Правду говоря, Эглинтон был совершенно равнодушен к исходу поединка. Ему было все равно: убьет ли его Гастон, или оставит в живых. Лидия ненавидела его, так не все ли равно, что небо было такое голубое или солнце переставало бросать на землю свои лучи? В нем было беспредельное равнодушие человека, которому нечего было терять в жизни.
Он твердой рукой взял ящик с костями и бросил жребий.
— Бланк! — едва дыша прошептал Мортемар, увидев результат жребия.
Лицо лорда по-прежнему оставалось бесстрастным, хотя теперь, по всей вероятности, выигрыш был на стороне Гастона.
— Три! — спокойно сказал он, когда кость еще раз покатилась по столу. — Граф, вам принадлежит право выбора пистолета.
Мортемар еще раз попробовал вмешаться. Это было чудовищно, ужасно! Это было возмутительное, грубое убийство!
— Граф де Стэнвиль знает свои пистолеты! — внушительно сказал он. — Он сегодня утром сам разрядил один из них и…
— Милорду следовало подумать об этом раньше, — свирепо возразил Стэнвиль.
— Возражение было сделано не мною, граф, — безучастно произнес Эглинтон, — и, если вам угодно выбрать пистолет, я буду вполне удовлетворен.
Его серьезные глаза успели послать добрый, благодарный взгляд молодому де Мортемару. Сердце последнего усиленно билось: он готов был пожертвовать всем своим состоянием, чтобы только предотвратить страшную катастрофу.
— Если ты будешь вмешиваться не в свое дело, Мортемар, — сказал Гастон, угадывая его мысли, — то я опозорю тебя пред всем Версальским двором; а если ты боишься крови, так убирайся ко всем чертям.
На основании неизданных законов, которым были подчинены подобные дела чести, Мортемар не имел права вмешиваться. Он не знал, кто из этих двух враждующих мужчин был прав, кто виноват; он только угадывал, что одна неудача с отплытием «Монарха» не могла возбудить такую смертельную ненависть, и смутно чувствовал, что главной, тайной причиной была женщина.
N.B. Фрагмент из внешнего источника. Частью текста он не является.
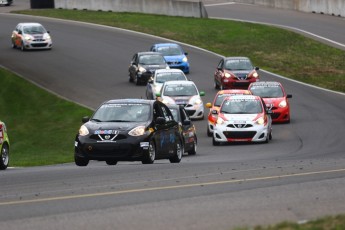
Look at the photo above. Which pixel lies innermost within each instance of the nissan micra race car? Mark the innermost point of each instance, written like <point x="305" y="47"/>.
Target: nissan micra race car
<point x="4" y="146"/>
<point x="275" y="98"/>
<point x="242" y="118"/>
<point x="31" y="36"/>
<point x="218" y="99"/>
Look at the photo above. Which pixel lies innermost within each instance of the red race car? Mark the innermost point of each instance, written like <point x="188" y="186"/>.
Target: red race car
<point x="235" y="73"/>
<point x="275" y="98"/>
<point x="215" y="105"/>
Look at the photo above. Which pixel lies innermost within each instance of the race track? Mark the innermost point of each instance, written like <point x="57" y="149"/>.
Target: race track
<point x="298" y="176"/>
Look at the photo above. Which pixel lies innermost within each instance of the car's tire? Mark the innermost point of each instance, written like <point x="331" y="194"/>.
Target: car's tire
<point x="214" y="142"/>
<point x="111" y="162"/>
<point x="209" y="133"/>
<point x="178" y="153"/>
<point x="193" y="150"/>
<point x="216" y="86"/>
<point x="150" y="154"/>
<point x="79" y="161"/>
<point x="130" y="78"/>
<point x="4" y="157"/>
<point x="22" y="47"/>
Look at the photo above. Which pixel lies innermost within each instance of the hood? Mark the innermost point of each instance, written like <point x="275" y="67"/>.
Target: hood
<point x="120" y="126"/>
<point x="175" y="58"/>
<point x="154" y="67"/>
<point x="240" y="118"/>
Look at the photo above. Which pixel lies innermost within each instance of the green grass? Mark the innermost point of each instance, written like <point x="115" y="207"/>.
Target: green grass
<point x="41" y="126"/>
<point x="326" y="223"/>
<point x="273" y="49"/>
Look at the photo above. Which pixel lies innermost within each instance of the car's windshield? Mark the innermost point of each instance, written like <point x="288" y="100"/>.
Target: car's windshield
<point x="238" y="64"/>
<point x="34" y="30"/>
<point x="180" y="90"/>
<point x="267" y="92"/>
<point x="129" y="112"/>
<point x="241" y="107"/>
<point x="175" y="112"/>
<point x="170" y="50"/>
<point x="169" y="76"/>
<point x="151" y="60"/>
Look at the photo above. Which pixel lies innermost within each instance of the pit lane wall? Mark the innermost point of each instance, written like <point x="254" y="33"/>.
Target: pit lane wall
<point x="331" y="7"/>
<point x="163" y="7"/>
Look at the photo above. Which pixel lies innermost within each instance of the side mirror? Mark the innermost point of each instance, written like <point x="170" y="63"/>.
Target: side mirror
<point x="160" y="121"/>
<point x="186" y="122"/>
<point x="214" y="112"/>
<point x="85" y="119"/>
<point x="208" y="105"/>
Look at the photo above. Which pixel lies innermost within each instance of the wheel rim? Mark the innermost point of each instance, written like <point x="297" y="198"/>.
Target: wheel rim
<point x="152" y="152"/>
<point x="179" y="151"/>
<point x="4" y="155"/>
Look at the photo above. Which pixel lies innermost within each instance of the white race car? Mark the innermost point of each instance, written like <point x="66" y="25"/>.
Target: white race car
<point x="183" y="93"/>
<point x="242" y="118"/>
<point x="31" y="36"/>
<point x="154" y="84"/>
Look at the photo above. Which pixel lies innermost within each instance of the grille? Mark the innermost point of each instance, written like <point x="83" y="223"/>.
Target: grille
<point x="39" y="45"/>
<point x="240" y="126"/>
<point x="239" y="135"/>
<point x="275" y="115"/>
<point x="113" y="137"/>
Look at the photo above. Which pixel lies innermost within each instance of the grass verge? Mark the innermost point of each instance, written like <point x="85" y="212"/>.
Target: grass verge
<point x="38" y="122"/>
<point x="273" y="49"/>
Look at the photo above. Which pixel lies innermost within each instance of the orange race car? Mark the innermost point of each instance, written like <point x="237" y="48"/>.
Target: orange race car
<point x="215" y="105"/>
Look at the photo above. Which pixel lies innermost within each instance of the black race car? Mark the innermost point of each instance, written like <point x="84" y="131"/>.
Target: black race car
<point x="129" y="130"/>
<point x="144" y="65"/>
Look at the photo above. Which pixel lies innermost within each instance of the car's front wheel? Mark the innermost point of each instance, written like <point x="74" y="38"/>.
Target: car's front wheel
<point x="4" y="157"/>
<point x="81" y="161"/>
<point x="150" y="155"/>
<point x="193" y="150"/>
<point x="178" y="154"/>
<point x="111" y="162"/>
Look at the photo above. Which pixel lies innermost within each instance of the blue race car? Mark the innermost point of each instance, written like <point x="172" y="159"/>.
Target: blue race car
<point x="174" y="55"/>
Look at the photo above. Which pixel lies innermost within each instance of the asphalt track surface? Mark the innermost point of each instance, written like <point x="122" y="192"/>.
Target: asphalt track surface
<point x="298" y="176"/>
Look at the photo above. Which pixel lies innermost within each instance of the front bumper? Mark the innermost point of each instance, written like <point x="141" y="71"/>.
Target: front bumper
<point x="256" y="133"/>
<point x="129" y="149"/>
Гастон без малейшего колебания взял левой рукой один из пистолетов: правая все еще мучительно болела, отчего в его глазах все более разгорались ярость и жажда мести.
Он сам возбуждал в себе ненависть. Деньги иногда этому способствуют: исчезнувшая надежда получить целое состояние убила в нем всякие человеческие инстинкты; кроме одного — жажды мести. Он был уверен в себе. Пистолеты, как сказал Мортемар, были его собственные, несколько часов тому назад он держал их в руках: по их весу он мог судить, который из них заряжен — и он чувствовал в душе полное удовлетворение.
Одно было противно ему — нанести удар умирающему человеку. Эглинтон с направленным на него дулом заряженного пистолета на один фут от груди мог считаться почти мертвым, да еще с пустым пистолетом в руках; но Гастона раздражало его хладнокровие; кровь, бившая ключом в его жилах, почти ослеплявшая его, возбуждала в нем желание видеть пред собою трепещущего врага, а не деревянную куклу, спокойную и бесстрастную даже пред лицом верной смерти.
Боль, испытываемая им, когда он заложил руку за борт одежды, была нестерпима, но она вносила странную радость в его возбуждение, когда он доставал из внутреннего кармана пачку бумаг. Несмотря на боль, он крепко сжал в руке эту пачку, повертел ее и разгладил на ней все складки.
Это были доказательства, написанные собственной рукой маркизы Эглинтон, что она принадлежала к шайке, намеревавшейся продать за деньги принца Стюарта: карта, указывавшая место, где скрывался принц, и собственноручное письмо маркизы, в котором она просила принца довериться подателю, тогда как этот «податель» должен был выдать молодого претендента английским властям.
То обстоятельство, что лорд Эглинтон помешал передаче «Монарху» этих бумаг, не могло спасти репутацию Лидии: все же будет известно, что она была заодно с Гастоном де Стэнвилем, маркизой Помпадур и королем.
Не мудрено, что Гастон, играя с этой связкой бумаг, орудием своей мести, забыл на время физическую боль.
Наконец-то он уловил легкую, едва заметную перемену в спокойном лице Эглинтона и легкое дрожание его руки, державшей пистолет. Равнодушие исчезло при виде этой пачки бумаг.